El plástico de las cintas VHS tiene un olor particular. Las más antiguas huelen a queso. También las cajas que guardan las cintas huelen así. Un queso mediocre, un Emmenthal picante de los que se ponen en los bikinis de los bares de barrio.
Entrar en un videoclub es como entrar en una tienda de quesos. El producto se puede tocar, oler, incluso morder. Uno puede dejarse ver y mirar a los demás. Como en una biblioteca, es posible espiar a otros en sus elecciones, intuir sus gustos.
Los casetes más populares han estado ya en decenas de casas y reproductores. Cuando sostienes esos doscientos gramos de plástico negro, imaginas las fiestas que han amenizado, las discusiones que han aplacado y las soledades que han llenado.

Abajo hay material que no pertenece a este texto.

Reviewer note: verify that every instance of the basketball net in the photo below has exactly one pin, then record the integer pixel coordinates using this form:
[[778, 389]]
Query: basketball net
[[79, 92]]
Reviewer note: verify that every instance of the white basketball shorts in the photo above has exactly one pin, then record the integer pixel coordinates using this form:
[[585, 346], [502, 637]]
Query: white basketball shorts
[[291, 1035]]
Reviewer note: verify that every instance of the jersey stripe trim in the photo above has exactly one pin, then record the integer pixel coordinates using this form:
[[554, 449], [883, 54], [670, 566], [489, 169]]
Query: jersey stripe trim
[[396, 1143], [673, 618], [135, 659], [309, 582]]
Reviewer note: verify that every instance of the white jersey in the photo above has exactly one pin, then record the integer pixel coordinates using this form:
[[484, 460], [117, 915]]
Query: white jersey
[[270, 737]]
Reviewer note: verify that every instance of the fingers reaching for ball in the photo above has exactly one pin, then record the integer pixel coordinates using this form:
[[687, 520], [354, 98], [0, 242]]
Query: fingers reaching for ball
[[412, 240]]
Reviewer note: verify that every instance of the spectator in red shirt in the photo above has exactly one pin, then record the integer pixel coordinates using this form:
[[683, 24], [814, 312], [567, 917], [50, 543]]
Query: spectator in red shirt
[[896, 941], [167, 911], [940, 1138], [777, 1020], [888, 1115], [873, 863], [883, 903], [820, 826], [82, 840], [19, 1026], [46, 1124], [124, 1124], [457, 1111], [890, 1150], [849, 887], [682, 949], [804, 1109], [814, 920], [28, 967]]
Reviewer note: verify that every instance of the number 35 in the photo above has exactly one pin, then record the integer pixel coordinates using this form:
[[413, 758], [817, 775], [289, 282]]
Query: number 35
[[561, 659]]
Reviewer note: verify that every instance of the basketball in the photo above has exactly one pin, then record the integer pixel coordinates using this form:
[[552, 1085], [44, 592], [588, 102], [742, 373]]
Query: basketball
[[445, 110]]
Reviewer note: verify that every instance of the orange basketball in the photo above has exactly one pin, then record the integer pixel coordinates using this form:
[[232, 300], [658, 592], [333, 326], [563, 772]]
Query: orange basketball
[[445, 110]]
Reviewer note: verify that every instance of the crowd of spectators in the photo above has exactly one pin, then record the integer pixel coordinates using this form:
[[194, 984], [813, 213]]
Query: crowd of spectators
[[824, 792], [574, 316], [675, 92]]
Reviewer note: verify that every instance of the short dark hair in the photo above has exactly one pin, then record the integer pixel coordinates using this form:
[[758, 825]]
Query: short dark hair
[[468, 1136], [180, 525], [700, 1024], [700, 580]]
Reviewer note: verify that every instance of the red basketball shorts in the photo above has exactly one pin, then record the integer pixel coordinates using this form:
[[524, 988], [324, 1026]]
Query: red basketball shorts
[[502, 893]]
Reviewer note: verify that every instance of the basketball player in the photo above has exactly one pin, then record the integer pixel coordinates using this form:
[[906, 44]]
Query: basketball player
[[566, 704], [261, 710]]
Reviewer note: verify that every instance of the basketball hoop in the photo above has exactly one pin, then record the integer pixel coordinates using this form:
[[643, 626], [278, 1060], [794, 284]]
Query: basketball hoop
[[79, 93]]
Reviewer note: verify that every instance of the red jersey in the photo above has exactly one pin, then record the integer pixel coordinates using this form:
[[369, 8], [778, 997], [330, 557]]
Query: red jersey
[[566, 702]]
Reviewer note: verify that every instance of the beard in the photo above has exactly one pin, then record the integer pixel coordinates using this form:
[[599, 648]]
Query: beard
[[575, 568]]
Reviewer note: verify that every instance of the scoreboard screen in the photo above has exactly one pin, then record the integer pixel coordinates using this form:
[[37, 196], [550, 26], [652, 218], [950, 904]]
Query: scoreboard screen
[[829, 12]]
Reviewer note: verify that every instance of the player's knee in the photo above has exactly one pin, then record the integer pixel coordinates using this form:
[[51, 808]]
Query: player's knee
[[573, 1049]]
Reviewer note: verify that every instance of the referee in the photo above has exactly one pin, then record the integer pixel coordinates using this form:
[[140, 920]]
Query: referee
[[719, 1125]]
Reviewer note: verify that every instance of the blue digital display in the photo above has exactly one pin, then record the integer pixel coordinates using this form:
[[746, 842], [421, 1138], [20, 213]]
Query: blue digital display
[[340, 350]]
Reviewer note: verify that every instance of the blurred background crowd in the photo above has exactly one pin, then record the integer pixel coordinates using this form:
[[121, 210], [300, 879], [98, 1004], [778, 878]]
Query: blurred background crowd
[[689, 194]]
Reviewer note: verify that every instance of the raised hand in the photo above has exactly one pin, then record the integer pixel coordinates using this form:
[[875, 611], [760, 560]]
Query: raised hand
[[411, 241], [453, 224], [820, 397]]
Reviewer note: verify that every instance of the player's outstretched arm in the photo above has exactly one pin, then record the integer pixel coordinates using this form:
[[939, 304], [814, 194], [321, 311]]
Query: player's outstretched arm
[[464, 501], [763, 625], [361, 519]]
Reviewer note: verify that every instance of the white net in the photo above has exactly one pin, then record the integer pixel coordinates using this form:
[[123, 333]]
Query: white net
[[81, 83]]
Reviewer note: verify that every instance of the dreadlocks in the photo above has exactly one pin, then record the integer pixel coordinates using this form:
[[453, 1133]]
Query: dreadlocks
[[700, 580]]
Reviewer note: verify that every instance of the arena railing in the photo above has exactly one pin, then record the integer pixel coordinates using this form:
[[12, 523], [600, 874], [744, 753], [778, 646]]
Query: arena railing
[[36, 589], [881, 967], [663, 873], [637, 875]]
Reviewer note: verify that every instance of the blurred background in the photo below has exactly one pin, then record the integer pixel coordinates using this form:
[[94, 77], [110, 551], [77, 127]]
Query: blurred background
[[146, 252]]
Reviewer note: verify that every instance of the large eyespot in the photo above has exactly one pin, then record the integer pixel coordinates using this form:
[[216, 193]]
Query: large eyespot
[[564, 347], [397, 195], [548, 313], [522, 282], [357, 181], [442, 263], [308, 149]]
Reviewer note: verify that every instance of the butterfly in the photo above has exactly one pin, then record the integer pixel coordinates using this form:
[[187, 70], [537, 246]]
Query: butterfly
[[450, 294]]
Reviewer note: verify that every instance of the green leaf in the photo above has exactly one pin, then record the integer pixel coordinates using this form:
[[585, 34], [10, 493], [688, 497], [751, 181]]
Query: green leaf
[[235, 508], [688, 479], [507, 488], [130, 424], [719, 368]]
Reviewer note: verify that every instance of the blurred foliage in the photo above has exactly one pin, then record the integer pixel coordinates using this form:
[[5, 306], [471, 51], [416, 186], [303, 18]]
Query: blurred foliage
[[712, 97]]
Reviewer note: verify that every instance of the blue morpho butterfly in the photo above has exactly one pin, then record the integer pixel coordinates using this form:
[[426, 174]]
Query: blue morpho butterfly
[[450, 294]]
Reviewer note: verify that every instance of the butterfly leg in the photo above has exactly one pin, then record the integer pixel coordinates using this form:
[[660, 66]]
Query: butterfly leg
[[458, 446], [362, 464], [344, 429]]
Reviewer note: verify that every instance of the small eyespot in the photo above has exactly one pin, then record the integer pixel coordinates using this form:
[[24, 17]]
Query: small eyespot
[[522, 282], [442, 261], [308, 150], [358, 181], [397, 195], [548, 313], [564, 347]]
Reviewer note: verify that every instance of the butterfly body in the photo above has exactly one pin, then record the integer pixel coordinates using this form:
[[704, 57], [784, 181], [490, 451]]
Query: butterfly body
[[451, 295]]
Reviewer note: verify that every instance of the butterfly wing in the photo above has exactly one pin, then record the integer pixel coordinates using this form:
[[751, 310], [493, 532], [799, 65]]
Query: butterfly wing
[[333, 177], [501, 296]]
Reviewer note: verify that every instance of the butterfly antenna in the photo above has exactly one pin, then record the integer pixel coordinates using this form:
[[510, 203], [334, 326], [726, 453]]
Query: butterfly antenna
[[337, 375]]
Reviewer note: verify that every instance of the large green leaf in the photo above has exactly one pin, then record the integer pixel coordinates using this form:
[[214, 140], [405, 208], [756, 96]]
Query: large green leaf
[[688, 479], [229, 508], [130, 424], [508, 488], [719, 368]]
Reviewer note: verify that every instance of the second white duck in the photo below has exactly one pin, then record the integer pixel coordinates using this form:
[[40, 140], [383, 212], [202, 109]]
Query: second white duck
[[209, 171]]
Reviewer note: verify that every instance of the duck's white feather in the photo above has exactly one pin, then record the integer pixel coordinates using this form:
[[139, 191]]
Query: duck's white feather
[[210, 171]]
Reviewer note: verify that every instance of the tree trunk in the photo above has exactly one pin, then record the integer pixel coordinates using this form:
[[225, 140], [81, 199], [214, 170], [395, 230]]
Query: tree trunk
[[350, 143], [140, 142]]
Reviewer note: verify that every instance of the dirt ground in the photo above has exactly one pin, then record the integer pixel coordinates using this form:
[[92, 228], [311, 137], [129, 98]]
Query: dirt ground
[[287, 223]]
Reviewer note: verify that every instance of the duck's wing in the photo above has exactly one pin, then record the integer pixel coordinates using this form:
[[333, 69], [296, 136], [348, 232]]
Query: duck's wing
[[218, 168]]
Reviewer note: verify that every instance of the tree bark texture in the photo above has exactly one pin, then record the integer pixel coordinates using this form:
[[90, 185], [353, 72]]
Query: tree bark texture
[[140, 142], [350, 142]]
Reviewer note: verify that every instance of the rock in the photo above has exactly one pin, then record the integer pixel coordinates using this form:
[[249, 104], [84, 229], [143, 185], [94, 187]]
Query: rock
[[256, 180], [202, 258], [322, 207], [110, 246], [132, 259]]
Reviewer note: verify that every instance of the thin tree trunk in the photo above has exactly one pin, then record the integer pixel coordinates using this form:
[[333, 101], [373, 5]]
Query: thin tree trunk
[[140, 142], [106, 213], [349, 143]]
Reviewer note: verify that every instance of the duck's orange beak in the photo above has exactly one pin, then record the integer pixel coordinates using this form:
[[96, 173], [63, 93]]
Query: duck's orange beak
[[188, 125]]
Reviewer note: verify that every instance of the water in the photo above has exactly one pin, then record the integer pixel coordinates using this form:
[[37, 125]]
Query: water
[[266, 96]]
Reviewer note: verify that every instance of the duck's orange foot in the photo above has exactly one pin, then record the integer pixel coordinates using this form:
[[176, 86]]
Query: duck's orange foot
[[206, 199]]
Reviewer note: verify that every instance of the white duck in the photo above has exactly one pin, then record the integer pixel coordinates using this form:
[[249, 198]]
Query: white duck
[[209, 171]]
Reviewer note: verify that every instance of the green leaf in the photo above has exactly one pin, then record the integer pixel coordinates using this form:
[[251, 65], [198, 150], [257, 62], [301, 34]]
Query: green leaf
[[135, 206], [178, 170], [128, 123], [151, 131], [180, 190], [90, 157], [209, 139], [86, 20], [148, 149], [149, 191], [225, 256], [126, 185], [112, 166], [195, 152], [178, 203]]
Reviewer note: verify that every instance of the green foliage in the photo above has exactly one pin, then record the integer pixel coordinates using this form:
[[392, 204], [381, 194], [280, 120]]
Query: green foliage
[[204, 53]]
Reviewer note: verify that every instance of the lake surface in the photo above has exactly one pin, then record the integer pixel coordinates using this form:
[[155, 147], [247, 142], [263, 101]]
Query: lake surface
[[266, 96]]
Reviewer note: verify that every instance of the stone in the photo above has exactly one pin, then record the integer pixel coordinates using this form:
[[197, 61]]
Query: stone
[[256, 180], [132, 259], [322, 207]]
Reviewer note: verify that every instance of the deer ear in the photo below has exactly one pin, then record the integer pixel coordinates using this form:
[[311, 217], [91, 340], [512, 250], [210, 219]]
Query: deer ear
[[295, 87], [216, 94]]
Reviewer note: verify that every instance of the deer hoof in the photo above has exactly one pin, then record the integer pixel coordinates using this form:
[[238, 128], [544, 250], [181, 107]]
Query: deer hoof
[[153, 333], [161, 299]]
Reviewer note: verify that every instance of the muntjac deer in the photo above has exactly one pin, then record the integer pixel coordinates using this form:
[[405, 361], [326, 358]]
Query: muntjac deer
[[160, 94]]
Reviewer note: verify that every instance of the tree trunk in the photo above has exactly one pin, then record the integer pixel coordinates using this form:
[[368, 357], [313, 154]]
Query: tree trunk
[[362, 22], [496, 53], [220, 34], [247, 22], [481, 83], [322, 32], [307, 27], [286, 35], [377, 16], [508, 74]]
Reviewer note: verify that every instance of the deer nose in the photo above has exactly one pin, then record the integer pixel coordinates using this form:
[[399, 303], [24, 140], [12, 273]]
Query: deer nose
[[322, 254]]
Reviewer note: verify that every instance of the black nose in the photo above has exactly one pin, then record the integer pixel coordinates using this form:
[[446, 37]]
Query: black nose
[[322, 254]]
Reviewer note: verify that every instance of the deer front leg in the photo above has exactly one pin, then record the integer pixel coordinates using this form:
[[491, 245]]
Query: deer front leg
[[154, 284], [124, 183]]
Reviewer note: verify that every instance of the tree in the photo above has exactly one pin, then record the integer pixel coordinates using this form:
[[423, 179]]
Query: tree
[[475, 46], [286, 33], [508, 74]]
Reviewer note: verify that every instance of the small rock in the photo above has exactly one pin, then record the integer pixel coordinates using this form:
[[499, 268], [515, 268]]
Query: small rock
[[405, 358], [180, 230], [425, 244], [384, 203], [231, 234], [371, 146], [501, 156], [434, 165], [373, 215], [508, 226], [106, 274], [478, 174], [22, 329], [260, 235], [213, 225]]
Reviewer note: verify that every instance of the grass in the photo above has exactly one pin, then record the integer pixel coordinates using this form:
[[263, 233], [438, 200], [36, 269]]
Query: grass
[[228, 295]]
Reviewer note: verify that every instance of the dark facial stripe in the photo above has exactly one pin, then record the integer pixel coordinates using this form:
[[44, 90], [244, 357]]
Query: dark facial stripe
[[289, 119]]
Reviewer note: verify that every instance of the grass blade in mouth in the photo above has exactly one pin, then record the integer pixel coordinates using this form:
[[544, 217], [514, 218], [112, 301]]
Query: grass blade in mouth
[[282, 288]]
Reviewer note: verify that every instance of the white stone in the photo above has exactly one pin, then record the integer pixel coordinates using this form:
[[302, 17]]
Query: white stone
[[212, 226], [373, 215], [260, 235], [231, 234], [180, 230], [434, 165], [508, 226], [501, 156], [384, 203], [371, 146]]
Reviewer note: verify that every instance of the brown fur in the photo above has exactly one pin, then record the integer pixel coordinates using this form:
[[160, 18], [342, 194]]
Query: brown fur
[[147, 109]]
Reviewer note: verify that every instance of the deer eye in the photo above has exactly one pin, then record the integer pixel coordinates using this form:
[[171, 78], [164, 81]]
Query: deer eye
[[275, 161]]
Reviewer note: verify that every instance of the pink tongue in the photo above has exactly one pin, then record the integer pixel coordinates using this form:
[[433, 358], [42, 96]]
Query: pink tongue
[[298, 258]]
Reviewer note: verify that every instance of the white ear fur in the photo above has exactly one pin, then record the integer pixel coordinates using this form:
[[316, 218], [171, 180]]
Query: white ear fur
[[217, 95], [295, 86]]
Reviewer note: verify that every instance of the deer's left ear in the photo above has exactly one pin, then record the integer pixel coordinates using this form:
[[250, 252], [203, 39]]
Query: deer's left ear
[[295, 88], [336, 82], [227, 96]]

Meter la cinta en el reproductor es como deslizar la mano en la boca de un monstruo, un cocodrilo japonés. Los sonidos mecánicos acompañan la tensión previa a la reproducción. No sabes qué verás ni si te gustará. El monstruo se ha tragado la historia.
El rebobinado es la parte más relajante de todo el proceso, un momento casi post-coital en el que aprovechas para desperezarte y encender un cigarrillo. El zumbido del pequeño motor indica que todo vuelve a empezar, que toda historia es cíclica.
Es cada vez más raro oír ese sonido. El cine, como la música, se ha digitalizado casi por completo. La distribución digital es más cómoda, ecológica, económica. La calidad de visionado es más alta. Incluso hay extras.
Pero yo voy a echar de menos ese olor a queso.